Personal information
- Full name: Claudio Sergio Bustamante Aguayo
- Date of birth: 12 December 1983 (age 41)
- Place of birth: Arequipa, Peru
- Height: 1.85 m (6 ft 1 in)
- Position(s): Midfielder

Team information
- Current team: Binacional (manager)

Youth career
- Colegio La Salle
- Melgar

Senior career*
- Years: Team / Apps / (Gls)
- 2000–2006: Melgar
- 2007: UTC
- 2008–2009: Deportivo Municipal
- 2010: Sport Áncash
- 2011: Sportivo Huracán

Managerial career
- 2015: Cantolao (assistant)
- 2016–2017: Alianza Lima (youth)
- 2018: Universidad César Vallejo (youth)
- 2019: Royal Pari (assistant)
- 2019: Binacional (assistant)
- 2020–2022: Sporting Cristal (assistant)
- 2023–2025: Melgar (assistant)
- 2025–: Binacional

= Claudio Bustamante =

Peruvian footballer (born 1983)

Claudio Sergio Bustamante Aguayo (born 12 December 1983) is a Peruvian football manager and former player who played as a midfielder. He is the manager of Binacional.

==Career==
Born in Arequipa, Bustamante began playing at hometown side Colegio La Salle before being spotted by Melgar, where he would make his first team debut in 2000. After leaving the club in 2006, he subsequently represented Universidad Técnica de Cajamarca, Deportivo Municipal, Sport Áncash and Sportivo Huracán, retiring with the latter in 2011.

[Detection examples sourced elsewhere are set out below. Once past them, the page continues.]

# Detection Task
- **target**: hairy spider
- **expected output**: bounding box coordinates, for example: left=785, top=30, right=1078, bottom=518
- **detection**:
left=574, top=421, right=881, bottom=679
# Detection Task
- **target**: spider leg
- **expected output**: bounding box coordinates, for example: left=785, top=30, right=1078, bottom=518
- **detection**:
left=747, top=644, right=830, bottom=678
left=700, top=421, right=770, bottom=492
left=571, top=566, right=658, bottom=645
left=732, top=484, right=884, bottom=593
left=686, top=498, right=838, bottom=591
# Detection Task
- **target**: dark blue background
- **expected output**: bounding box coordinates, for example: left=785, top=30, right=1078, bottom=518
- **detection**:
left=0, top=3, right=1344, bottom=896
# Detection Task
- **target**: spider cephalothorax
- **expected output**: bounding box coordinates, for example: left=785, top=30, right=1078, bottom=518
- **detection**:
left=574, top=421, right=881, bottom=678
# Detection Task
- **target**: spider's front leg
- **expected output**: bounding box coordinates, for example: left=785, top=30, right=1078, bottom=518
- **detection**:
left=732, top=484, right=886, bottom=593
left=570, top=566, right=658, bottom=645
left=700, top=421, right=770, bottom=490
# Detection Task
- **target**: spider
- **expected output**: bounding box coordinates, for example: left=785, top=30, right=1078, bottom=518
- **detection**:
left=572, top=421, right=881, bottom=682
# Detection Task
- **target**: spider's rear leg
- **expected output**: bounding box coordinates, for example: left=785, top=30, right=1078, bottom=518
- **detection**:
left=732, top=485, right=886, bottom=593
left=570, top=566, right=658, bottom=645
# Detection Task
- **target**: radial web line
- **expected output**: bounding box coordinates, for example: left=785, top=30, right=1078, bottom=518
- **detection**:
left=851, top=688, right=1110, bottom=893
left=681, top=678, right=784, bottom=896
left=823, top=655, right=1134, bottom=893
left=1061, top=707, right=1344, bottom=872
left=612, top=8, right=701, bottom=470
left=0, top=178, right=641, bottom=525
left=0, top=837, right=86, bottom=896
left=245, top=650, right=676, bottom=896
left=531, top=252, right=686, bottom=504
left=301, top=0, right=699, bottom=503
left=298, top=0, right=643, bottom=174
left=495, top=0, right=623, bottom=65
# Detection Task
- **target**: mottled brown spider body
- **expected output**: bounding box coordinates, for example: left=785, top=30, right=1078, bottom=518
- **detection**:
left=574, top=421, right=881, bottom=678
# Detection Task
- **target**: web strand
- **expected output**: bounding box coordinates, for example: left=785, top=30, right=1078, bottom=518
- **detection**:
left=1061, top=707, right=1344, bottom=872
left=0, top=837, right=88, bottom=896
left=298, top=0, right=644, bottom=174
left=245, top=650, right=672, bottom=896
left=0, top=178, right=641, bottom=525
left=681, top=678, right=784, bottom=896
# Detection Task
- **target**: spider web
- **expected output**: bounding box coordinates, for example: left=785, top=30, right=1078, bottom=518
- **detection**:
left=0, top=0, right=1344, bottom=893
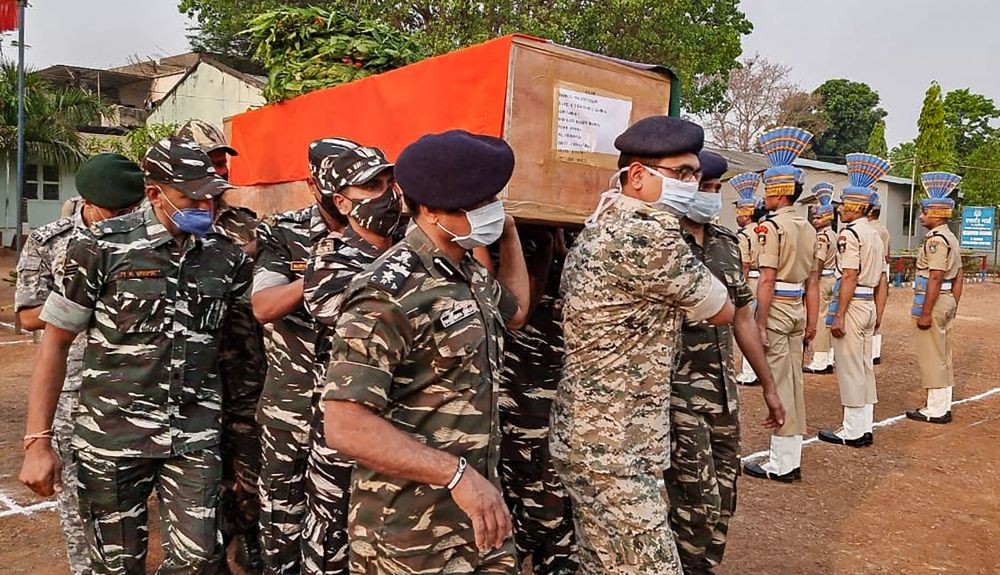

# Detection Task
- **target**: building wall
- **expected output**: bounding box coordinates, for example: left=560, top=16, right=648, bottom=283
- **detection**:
left=147, top=61, right=264, bottom=129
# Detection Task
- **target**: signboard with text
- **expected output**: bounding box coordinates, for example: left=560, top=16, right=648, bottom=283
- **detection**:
left=959, top=206, right=996, bottom=251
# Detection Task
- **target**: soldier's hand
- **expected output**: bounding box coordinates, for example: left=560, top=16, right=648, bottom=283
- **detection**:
left=19, top=440, right=62, bottom=497
left=830, top=315, right=847, bottom=338
left=451, top=467, right=513, bottom=551
left=764, top=391, right=785, bottom=429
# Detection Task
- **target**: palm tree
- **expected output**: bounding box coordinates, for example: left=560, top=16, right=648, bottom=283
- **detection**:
left=0, top=61, right=108, bottom=166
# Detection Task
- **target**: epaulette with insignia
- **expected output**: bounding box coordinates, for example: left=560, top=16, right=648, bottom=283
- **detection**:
left=368, top=248, right=417, bottom=296
left=31, top=218, right=74, bottom=244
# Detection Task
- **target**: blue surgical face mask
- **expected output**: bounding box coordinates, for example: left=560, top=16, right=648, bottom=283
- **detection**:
left=685, top=192, right=722, bottom=224
left=160, top=190, right=215, bottom=238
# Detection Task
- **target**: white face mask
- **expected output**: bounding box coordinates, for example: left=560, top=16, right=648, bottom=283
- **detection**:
left=687, top=192, right=722, bottom=224
left=643, top=166, right=698, bottom=216
left=437, top=200, right=505, bottom=250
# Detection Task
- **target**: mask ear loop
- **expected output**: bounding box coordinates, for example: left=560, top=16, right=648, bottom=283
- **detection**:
left=583, top=167, right=628, bottom=228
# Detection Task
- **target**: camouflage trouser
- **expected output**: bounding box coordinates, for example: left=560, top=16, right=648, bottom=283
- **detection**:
left=554, top=461, right=683, bottom=575
left=52, top=391, right=91, bottom=575
left=500, top=450, right=577, bottom=575
left=259, top=425, right=309, bottom=575
left=351, top=539, right=518, bottom=575
left=302, top=401, right=354, bottom=575
left=663, top=406, right=740, bottom=575
left=77, top=447, right=222, bottom=575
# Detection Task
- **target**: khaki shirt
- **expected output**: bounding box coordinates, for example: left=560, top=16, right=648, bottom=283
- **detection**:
left=816, top=226, right=837, bottom=271
left=837, top=218, right=885, bottom=288
left=757, top=206, right=816, bottom=283
left=736, top=222, right=758, bottom=270
left=917, top=225, right=962, bottom=281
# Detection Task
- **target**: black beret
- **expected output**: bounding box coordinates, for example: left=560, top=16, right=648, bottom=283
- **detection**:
left=615, top=116, right=705, bottom=158
left=698, top=150, right=729, bottom=180
left=76, top=154, right=146, bottom=210
left=396, top=130, right=514, bottom=210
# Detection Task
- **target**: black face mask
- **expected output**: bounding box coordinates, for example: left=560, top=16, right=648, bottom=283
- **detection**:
left=348, top=188, right=403, bottom=237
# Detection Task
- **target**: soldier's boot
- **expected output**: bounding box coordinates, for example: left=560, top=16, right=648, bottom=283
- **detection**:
left=802, top=351, right=833, bottom=373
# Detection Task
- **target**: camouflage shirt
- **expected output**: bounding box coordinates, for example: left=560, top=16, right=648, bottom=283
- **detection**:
left=304, top=226, right=380, bottom=327
left=14, top=210, right=87, bottom=391
left=324, top=226, right=517, bottom=555
left=42, top=206, right=251, bottom=457
left=549, top=196, right=726, bottom=474
left=253, top=205, right=330, bottom=433
left=670, top=225, right=753, bottom=414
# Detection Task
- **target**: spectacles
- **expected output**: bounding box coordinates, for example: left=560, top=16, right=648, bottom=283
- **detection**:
left=643, top=164, right=701, bottom=182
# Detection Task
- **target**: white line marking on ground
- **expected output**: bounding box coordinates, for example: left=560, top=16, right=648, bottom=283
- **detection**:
left=742, top=387, right=1000, bottom=463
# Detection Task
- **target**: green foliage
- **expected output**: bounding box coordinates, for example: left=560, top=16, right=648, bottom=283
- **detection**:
left=87, top=124, right=179, bottom=164
left=962, top=135, right=1000, bottom=206
left=812, top=79, right=886, bottom=162
left=184, top=0, right=753, bottom=113
left=916, top=82, right=955, bottom=176
left=246, top=7, right=426, bottom=102
left=866, top=120, right=889, bottom=158
left=944, top=88, right=1000, bottom=163
left=0, top=61, right=107, bottom=166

After retiring, Bustamante was an assistant manager at Cantolao in 2015, but moved to Alianza Lima in the following year to coach the youth sides. In 2019, after a short spell at Universidad César Vallejo also as youth manager, he joined Roberto Mosquera's staff at Bolivian club Royal Pari, as an assistant.

Bustamante followed Mosquera to Binacional and Sporting Cristal, and returned to Melgar on 17 February 2023, as a permanent assistant manager of the main squad. On 22 April 2025, he left the latter, and agreed to return to Binacional as manager just hours later.

==Personal life==
Bustamante's father Fredy was also a footballer. A defender, he also represented Melgar and Sportivo Huracán.